I remember learning two of the shorter sonatas, the Op.78 in F-sharp major and Op.54 in F major, as a student. Whilst short, they’re technically demanding and it took me a long while to understand the abrupt mood changes in them – I’d imagine a backstory to carve my way through the narrative. These days, as a ‘free range’ pianist, I love to follow my instincts, exploring the rest of the sonatas. I’ve enjoyed working on the Moonlight Sonata, the final movement goes like the wind!
As a piano teacher in the 1990s, I rarely taught Beethoven’s music. Most of the children I taught didn’t have access to traditional pianos, they were learning on electronic keyboards. I soon put my classical tutor books away and began writing specifically for the keyboard, not by adapting piano music or pop songs, but creating original material for electronic keyboard by embracing the effects available. In those early days, I remember meeting Dame Fanny Waterman, and discussing the challenges for piano teachers in modern schools: she gave me an ad-hoc piano lesson, quite spontaneously! I never forgot her generosity.
We’re lucky that there were many biographers during Beethoven’s day, capturing his life in so much detail. It would’ve been wonderful to meet him: he had a real knack for friendship and warmth even though he was tremendously volatile. If there was a key moment in his life that I could witness,it’d be when he took custody of his nephew, Karl. Sadly, the qualities that made Beethoven a great artist-idealism, perfectionism- didn’t translate into being a good parent figure: it’s a shame that no one was able to intervene at that moment and warn him that the pressure he put on Karl could lead to tragedy.
I feel so lucky to have witnessed some of the greatest living exponents of Beethoven’s piano music through my work. Hearing Artur Pizarro perform the full cycle of sonatas at St John’s Smith Square, in the early 2000s, is one of my great highlights- I really admire his playing, he’s such an intelligent musician with lots to say.
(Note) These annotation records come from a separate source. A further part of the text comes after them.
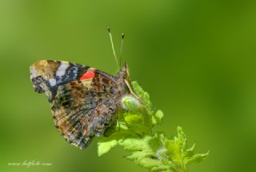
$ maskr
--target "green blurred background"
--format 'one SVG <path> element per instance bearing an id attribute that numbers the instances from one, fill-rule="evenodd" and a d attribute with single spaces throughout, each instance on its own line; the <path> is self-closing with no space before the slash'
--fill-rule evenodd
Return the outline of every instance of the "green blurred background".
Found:
<path id="1" fill-rule="evenodd" d="M 29 66 L 41 59 L 86 64 L 114 74 L 106 27 L 133 80 L 164 111 L 158 130 L 183 127 L 198 152 L 190 172 L 253 171 L 256 153 L 256 3 L 229 0 L 0 1 L 0 171 L 147 171 L 116 148 L 97 156 L 54 128 Z M 8 166 L 37 160 L 51 166 Z"/>

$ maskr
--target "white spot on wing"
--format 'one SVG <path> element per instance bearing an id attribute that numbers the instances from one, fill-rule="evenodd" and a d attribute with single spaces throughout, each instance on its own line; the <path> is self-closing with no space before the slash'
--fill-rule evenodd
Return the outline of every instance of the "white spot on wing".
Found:
<path id="1" fill-rule="evenodd" d="M 58 76 L 58 77 L 63 76 L 68 66 L 69 66 L 68 63 L 62 62 L 61 66 L 58 66 L 56 71 L 56 76 Z"/>
<path id="2" fill-rule="evenodd" d="M 56 79 L 50 78 L 50 79 L 49 79 L 49 82 L 50 82 L 50 85 L 51 86 L 54 86 L 56 85 Z"/>

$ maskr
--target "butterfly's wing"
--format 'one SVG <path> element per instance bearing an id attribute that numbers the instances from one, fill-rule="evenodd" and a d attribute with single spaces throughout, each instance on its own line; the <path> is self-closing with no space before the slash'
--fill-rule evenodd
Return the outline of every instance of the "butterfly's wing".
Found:
<path id="1" fill-rule="evenodd" d="M 94 135 L 116 122 L 114 77 L 60 61 L 34 63 L 30 74 L 34 90 L 46 94 L 55 126 L 69 142 L 85 148 Z"/>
Witnessing rehearsals, hearing the corners that great pianists practise over and over again is always fascinating. Paul Lewis and Angela Hewitt are two other pianists whose interpretations of Beethoven I admire: Paul’s playing is so direct and and exciting, and Angela taps in to the romanticism and the humour. Beethoven’s humour is often lost when we’re learning, focussed on the technical aspects of his writing.
Hearing Sunwook Kim recently play-direct Beethoven’s Emperor Concerto with the BSO- and make his European conducting debut with the Seventh Symphony-was pure joy. We may be 251 years on from Beethoven’s death, but this music remains fresh and full of life!